Alumni network density. The sheer number of successful Stanford-founded companies means that every new Stanford entrepreneur has access to mentors, advisors, and potential investors who share a common background.

Technology transfer infrastructure. Stanford’s Office of Technology Licensing actively helps researchers commercialize their discoveries.
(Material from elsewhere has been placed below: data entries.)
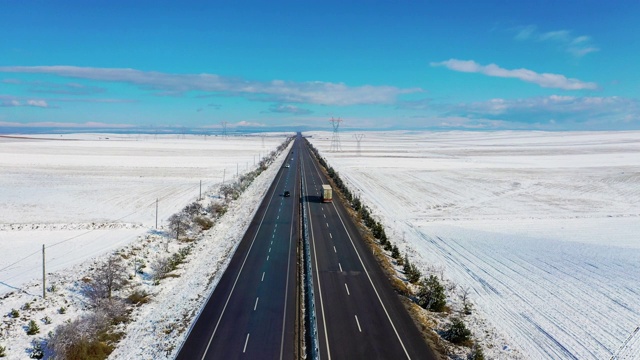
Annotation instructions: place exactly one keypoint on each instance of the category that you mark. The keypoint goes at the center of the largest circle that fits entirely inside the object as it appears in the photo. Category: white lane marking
(245, 344)
(371, 281)
(224, 308)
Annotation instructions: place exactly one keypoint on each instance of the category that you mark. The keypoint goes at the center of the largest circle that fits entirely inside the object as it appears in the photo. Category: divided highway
(359, 315)
(252, 312)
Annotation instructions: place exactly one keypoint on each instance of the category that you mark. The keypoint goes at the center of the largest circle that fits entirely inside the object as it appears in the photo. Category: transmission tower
(224, 129)
(335, 140)
(358, 138)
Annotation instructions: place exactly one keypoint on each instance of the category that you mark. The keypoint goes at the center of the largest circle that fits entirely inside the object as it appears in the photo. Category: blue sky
(483, 65)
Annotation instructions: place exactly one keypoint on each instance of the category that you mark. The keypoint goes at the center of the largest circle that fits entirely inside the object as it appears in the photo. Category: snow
(109, 217)
(541, 227)
(66, 189)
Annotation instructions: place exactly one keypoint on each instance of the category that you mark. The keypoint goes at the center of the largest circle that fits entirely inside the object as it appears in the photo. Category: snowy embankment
(77, 247)
(83, 195)
(541, 227)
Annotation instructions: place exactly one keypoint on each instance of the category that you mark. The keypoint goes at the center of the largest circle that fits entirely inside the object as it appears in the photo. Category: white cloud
(577, 46)
(10, 101)
(316, 92)
(545, 80)
(557, 108)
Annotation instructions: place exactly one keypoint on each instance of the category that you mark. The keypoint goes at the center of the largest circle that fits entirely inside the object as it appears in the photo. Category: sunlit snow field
(83, 195)
(544, 228)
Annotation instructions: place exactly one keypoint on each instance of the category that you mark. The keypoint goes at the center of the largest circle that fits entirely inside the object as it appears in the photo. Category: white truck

The PageRank patent is the most famous example, but thousands of other technologies have moved from Stanford labs to the commercial world through this office.

I find myself thinking about what Frederick Terman would make of all this if he could see it. A single decision in the 1930s – encouraging two students to start a company in a garage rather than move east – set in motion a chain of events that reshaped the global economy. The lesson is that institutions can shape innovation, but only if they are willing to let their best people leave the classroom and build something.

Stanford bet on that idea before anyone else. The returns have been staggering.

Sources

  • C. Stewart Gillmor, Fred Terman at Stanford: Building a Discipline, a University, and Silicon Valley (Stanford University Press, 2004).
  • Stanford University, “Stanford Facts: Entrepreneurship,” stanford.edu, accessed 2026.
  • Michael Malone, The Big Score: The Billion-Dollar Story of Silicon Valley (Doubleday, 1985).
  • David Vise, The Google Story (Delacorte Press, 2005).
  • Peter Thiel with Blake Masters, Zero to One: Notes on Startups, or How to Build the Future (Crown Business, 2014).
  • “How Stanford Became Silicon Valley’s Startup Factory,” The Economist, August 2014.